I’ve been a very loyal Logitech user for about the past 7 years, having owned top-shelf products like the MX510 (replaced by the MX518) and the VX Revolution.
This time around, I decided to attach a Razer DeathAdder 3500 to my new iMac, primarily because Logitech’s website lists no Mac-compatible wired gaming mouse. The DeathAdder is both Windows and Mac compatible, and I found that it works perfectly with Apple’s new Lion operating system.
I prefer gaming mice to standard models because of their higher build quality, programmability, and incredibly smooth action.
The DeathAdder surpassed my expectations across the board. It’s a freaking fantastic mouse for photo editing, gaming, and general computing use.
I was concerned that the DeathAdder wouldn’t work properly with Apple’s new Lion operating system, but my fears were unfounded. As soon as I plugged the mouse in, it lit right up and functioned perfectly, and I was able to tweak the sensitivity settings within Lion without any problem.
Right off the bat, the DeathAdder felt great. It is incredibly smooth and accurate, and it feels pretty tough. The scroll wheel on top also has clear indentations, which is especially nice for first-person shooters. I tested it with Aperture 3 and Photoshop, as well as with the game Team Fortress 2. Literally a 10/10 for sheer performance, responsiveness, and comfort in my hand.
However, the Razer really shined once I installed its drivers.
The installation process was very easy. It took less than three minutes to download the driver, install it, and restart my computer. And again, I was quite happy to see that there were no Lion-related hiccups.
Once you install the DeathAdder’s driver, you extensively customize its capabilities.

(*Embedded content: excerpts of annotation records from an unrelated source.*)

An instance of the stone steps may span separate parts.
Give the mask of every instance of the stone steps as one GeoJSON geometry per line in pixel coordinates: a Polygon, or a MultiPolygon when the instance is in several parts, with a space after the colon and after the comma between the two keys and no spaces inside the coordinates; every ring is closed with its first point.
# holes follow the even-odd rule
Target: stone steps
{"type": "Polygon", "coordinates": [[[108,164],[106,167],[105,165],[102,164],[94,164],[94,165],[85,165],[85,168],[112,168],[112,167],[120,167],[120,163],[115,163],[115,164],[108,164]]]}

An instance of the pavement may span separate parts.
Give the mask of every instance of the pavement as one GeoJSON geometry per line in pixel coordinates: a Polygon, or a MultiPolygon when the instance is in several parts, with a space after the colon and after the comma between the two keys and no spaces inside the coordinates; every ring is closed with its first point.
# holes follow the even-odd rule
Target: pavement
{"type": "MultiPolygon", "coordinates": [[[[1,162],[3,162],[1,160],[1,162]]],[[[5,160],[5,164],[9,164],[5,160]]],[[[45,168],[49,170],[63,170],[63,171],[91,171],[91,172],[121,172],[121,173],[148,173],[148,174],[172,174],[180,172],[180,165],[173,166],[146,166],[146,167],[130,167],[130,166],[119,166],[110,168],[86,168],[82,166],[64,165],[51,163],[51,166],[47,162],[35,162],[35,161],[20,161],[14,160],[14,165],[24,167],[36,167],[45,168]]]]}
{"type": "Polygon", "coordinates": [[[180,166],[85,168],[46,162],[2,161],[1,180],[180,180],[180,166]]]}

You can map almost any computer function to any button, including macros.
For example, I programmed the side buttons on my house to execute macros that will 1) show hot/cold areas on Aperture 3 and 2) launch Photoshop to edit the file I’m working on. And obviously, you can do the same thing for almost any set of keystrokes you can think of. This allows you to spend less time bouncing between the keyboard and the mouse.
But what makes it really cool is that you can program five different profiles into your system, and then switch them on the fly using a button on the bottom of the DeathAdder.
This way you won’t need to manually set up the mouse every time you switch from gaming to web browsing to photo editing. Everything just switches over – button functions, macros, sensitivity settings, scrolling speeds, etc.
And as I expected, the Razer DeathAdder is pretty tough. I spilled beer on it, wiped it off with paper towels and windex, and it still works 100% fine.
In summary, the Razer DeathAdder 3500 is an amazing mouse for photo editing, gaming, and general computer use. It feels great, it works great, and it looks great.